There may be some light bleeding associated with a biopsy of the cervix, certainly no more than the bleeding in a normal menstrual period. Although the procedure itself is painless, you may experience some discomfort similar to menstrual cramping after the procedure.
Most pre-cancerous lesions or changes of the cervix can be treated easily with simple procedures that are performed right in your healthcare doctor’s office or clinic. Your healthcare provider will be able to explain these options to you in greater detail, but we will start to introduce some of the more common treatments right now.
- LEEP (Loop Electrosurgical Excision Procedure)

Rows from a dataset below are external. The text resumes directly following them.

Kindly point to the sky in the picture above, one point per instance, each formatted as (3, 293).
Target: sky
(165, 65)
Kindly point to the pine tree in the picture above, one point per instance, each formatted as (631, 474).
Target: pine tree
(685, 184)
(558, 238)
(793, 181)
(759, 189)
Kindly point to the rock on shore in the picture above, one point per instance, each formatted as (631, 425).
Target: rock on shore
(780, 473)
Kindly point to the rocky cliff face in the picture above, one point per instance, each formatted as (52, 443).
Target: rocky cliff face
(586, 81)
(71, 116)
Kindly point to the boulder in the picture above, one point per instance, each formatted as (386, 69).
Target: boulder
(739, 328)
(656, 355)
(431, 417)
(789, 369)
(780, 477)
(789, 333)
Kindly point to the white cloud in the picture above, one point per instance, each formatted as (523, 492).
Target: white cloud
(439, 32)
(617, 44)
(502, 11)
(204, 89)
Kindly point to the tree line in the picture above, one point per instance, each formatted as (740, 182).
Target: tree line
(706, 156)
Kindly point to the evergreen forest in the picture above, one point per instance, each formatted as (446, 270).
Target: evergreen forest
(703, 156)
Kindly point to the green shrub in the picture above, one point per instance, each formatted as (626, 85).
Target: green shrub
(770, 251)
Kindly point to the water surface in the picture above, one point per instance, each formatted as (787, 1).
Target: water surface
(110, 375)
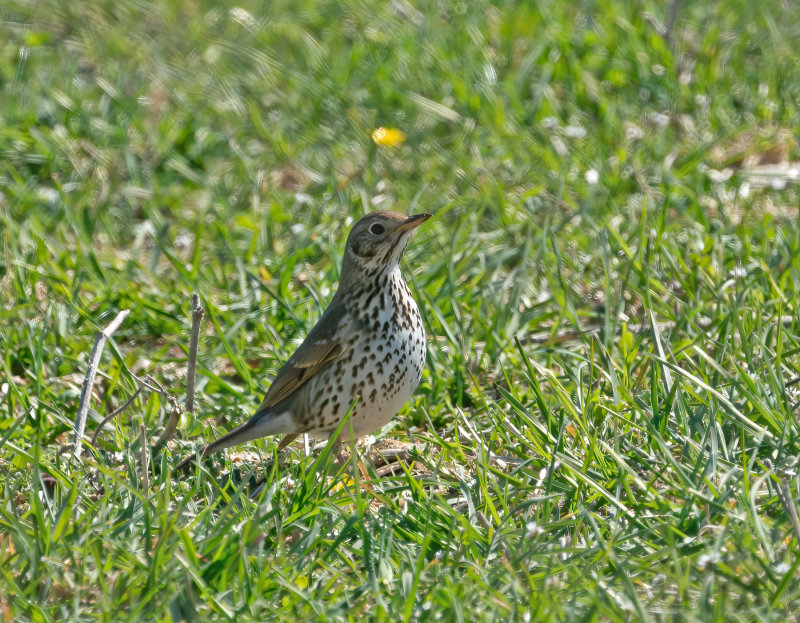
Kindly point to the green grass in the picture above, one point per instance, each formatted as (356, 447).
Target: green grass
(630, 471)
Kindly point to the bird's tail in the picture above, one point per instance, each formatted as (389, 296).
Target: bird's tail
(260, 425)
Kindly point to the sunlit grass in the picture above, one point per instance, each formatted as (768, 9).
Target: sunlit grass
(607, 425)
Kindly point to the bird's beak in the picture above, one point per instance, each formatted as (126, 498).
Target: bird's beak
(413, 221)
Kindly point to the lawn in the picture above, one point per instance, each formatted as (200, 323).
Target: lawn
(608, 423)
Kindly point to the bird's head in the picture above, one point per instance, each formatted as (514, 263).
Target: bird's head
(376, 244)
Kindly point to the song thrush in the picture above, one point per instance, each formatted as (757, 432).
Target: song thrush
(366, 350)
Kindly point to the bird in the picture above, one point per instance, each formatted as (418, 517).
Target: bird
(364, 356)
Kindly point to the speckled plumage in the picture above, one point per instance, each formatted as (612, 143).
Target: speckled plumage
(368, 347)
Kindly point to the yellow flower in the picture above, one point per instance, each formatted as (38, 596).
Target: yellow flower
(388, 137)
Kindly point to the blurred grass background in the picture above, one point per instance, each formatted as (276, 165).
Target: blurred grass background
(594, 169)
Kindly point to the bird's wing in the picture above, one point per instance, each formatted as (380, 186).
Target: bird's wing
(318, 351)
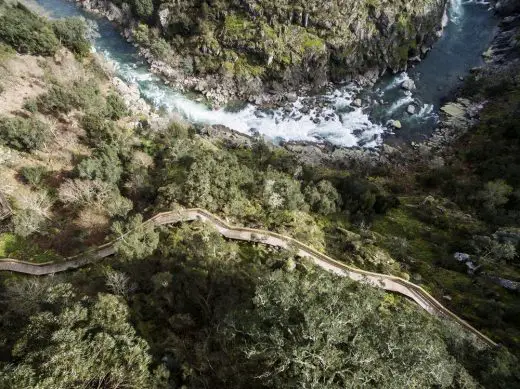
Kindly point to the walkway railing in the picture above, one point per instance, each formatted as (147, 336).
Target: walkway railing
(384, 281)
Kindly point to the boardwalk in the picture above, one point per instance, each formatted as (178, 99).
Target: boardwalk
(384, 281)
(5, 209)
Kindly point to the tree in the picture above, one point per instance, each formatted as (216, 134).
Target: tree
(135, 239)
(94, 193)
(143, 8)
(23, 134)
(26, 32)
(115, 107)
(280, 192)
(103, 165)
(82, 344)
(72, 34)
(322, 331)
(323, 198)
(495, 194)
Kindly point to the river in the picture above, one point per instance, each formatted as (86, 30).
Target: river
(332, 118)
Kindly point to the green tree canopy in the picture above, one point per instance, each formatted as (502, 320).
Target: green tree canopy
(82, 344)
(322, 331)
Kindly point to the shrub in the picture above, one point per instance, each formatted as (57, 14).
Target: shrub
(34, 175)
(83, 94)
(143, 8)
(26, 32)
(115, 107)
(23, 134)
(160, 48)
(56, 100)
(104, 165)
(72, 34)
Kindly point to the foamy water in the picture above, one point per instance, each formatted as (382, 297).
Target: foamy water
(330, 117)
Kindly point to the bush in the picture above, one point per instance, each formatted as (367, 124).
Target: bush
(116, 107)
(34, 175)
(26, 32)
(23, 134)
(160, 48)
(143, 8)
(72, 34)
(104, 165)
(83, 94)
(56, 100)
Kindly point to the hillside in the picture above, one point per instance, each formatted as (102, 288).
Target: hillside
(240, 49)
(82, 163)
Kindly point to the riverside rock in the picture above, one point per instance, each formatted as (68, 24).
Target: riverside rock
(408, 84)
(243, 47)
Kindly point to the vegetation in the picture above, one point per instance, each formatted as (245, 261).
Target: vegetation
(181, 307)
(246, 45)
(23, 134)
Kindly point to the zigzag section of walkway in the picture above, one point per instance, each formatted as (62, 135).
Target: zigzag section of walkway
(386, 282)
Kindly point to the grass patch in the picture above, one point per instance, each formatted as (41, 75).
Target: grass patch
(16, 247)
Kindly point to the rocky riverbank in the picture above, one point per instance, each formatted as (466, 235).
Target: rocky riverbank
(252, 53)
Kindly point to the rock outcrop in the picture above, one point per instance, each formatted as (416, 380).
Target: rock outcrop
(243, 49)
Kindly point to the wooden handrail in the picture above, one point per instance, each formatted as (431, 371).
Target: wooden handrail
(384, 281)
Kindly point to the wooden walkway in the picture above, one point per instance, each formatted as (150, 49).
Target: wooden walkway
(5, 209)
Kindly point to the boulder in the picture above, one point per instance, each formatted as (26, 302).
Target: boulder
(164, 17)
(408, 84)
(396, 124)
(291, 97)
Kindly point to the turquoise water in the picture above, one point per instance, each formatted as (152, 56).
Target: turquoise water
(467, 34)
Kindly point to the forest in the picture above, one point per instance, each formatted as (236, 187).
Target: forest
(181, 307)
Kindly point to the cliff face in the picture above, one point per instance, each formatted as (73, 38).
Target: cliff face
(247, 46)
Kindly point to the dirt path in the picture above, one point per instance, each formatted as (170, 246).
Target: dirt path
(386, 282)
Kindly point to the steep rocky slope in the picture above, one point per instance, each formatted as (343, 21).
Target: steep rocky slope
(240, 48)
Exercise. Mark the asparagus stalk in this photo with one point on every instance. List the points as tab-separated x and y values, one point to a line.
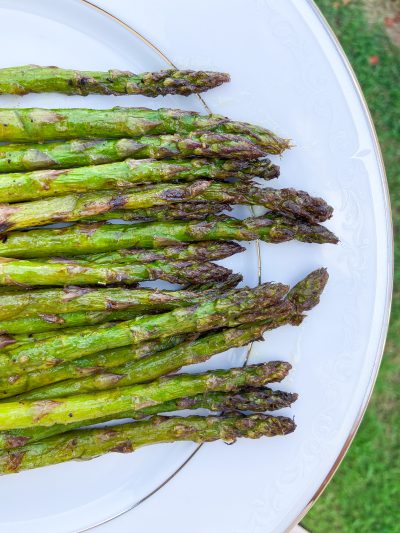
106	403
257	400
35	124
160	363
19	187
173	211
125	438
10	330
22	273
82	152
235	307
101	237
84	366
37	79
302	297
53	302
48	322
73	207
199	251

This procedure is sometimes also referred to as a LLETZ (Large Loop Excision of the Transformation Zone). This simple procedure uses an electrically powered loop to remove abnormal portions of the cervix. An injection to numb the cervix and prevent bleeding is usually given before this simple procedure is performed. Hence, the procedure is usually painless and you can expect some light bleeding or spotting but no more than expected in a normal menstrual period.
- Cone Biopsy
This procedure involves the removal of a larger cone-shaped portion of the cervix. A cone biopsy is usually recommended when pre-cancerous or cancerous changes are found in the canal or tunnel-like portion of the internal part of the cervix. This simple procedure can be performed in the office under local anesthesia or more commonly in an operating suite under general anesthesia. Lasers or electrosurgical instruments are most commonly used to remove the abnormal portion of cervix. Although less than a menstrual period, more bleeding can be expected after a cone biopsy because a larger portion of the cervix is removed as compared to a LEEP. Mild cramping may be expected after a cone biopsy. Your healthcare provider will usually recommend that you avoid having sexual intercourse for about two weeks to allow your cervix to heal from the procedure. You will not need to be hospitalised after a cone biopsy.